Stay in touch with your deeper feelings and wants. The mind is like a giant parfait, with softer, child-like, and more essential layers under harder, adult-like, and more superficial ones. Based on this inner mindfulness, keep clarifying your aims in the interaction. For example, do you just want to be listened to? Is there something in particular you want to be sure will never happen again?
Take responsibility for getting your needs met in the relationship. Stay focused on the prize, whatever it is for you, and keep coming back to it. If the other person has important topics of his own, often it works best to take turns, focusing on one topic at a time, rather than mixing them together.
Communicate primarily for yourself, not to produce a particular response from the other person. Sure, it’s reasonable to hope for some good results over there. But if you communicate in order to fix, change, or convince another person, the success of your communications will depend on how she reacts to you, and then it’s out of your hands. Plus, the other person is likely to be more open to you if she doesn’t feel pressed to change in some way.
Stay guided by your personal code. At the end of the day, what you and the other person will mainly remember is not what you said but how you said it. Be careful about your tone, and avoid language that is fault-finding, exaggerated, or inflammatory.
When you speak, keep coming back to your own experience—notably, your emotions, body sensations, and underlying hopes and wishes—rather than talking about events, such as the other person’s actions, and your opinions about them. No one can argue with your experience; it is what it is, and you are the world’s expert on it. When you share your experience, take responsibility for it, and don’t blame the other person for it. As appropriate, convey its deeper layers, such as the longings for love that lie beneath jealousy. Even though this openness is often scary, the deeper layers contain what’s most vital to get at for both you and the other person. The universality of these layers and their relatively unthreatening nature also increase the chance that the other person will lower his guard and hear what you have to say.
Try to experience your truth as you speak it. This will increase your inner mindfulness, and probably also help the other person empathize with you. Notice any tightness in the eyes, throat, chest, belly, or floor of the pelvis, and see if you can relax it to allow your experience to flow more freely.

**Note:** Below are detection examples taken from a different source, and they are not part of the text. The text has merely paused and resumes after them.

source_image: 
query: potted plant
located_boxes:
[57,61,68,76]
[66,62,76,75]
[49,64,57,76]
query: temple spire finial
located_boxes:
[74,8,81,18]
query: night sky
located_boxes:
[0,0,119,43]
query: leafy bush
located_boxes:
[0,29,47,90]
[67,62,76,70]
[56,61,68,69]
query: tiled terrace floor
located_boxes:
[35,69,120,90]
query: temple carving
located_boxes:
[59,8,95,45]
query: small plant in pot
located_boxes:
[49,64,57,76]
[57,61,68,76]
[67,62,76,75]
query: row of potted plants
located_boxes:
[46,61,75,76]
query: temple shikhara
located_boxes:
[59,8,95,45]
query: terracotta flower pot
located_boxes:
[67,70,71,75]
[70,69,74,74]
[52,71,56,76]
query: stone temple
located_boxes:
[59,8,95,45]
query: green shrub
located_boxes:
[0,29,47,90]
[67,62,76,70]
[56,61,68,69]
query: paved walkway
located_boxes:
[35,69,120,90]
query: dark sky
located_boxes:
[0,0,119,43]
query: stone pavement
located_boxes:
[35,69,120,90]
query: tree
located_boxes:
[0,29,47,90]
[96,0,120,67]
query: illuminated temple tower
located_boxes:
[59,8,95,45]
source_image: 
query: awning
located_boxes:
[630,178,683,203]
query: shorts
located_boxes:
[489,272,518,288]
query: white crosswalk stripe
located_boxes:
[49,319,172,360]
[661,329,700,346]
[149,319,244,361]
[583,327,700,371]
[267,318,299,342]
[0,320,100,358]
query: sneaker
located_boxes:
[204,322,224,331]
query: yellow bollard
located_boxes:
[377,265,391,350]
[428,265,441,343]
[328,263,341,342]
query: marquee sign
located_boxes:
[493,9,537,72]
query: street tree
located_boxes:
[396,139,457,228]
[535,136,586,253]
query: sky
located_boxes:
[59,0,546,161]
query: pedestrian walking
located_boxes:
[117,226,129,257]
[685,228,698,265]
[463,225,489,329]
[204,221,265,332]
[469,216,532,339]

Use the power of embodied emotion: take the physical stance of a feeling or attitude—which might not be your usual posture—to aid the expression of it. For example, if you typically hold back, try talking while leaning slightly forward; if you tend to push away sadness, soften your eyes; if you find it hard to be assertive, shift your shoulders to open your chest.
If you think you might get triggered by the interaction and lose your way, help your prefrontal cortex to help you—an interesting circularity!—by sorting out your key points in advance, even writing them down. To keep your words and tone clean, imagine a video recording being made of your interaction: act so that you wouldn’t wince if you saw it.
If you are solving a problem with someone, establish the facts (if you can). This usually narrows the disagreement and brings in useful information. But mainly focus on the future, not the past. Most quarrels are about the past: what happened, how bad it was, who said what, how it was said, extenuating circumstances, and so on. Instead, try to agree about how things will be from now on. Be as clear as possible. If it helps, write it down. Tacitly or explicitly, you are making agreements with each other that should be taken as seriously as commitments at work.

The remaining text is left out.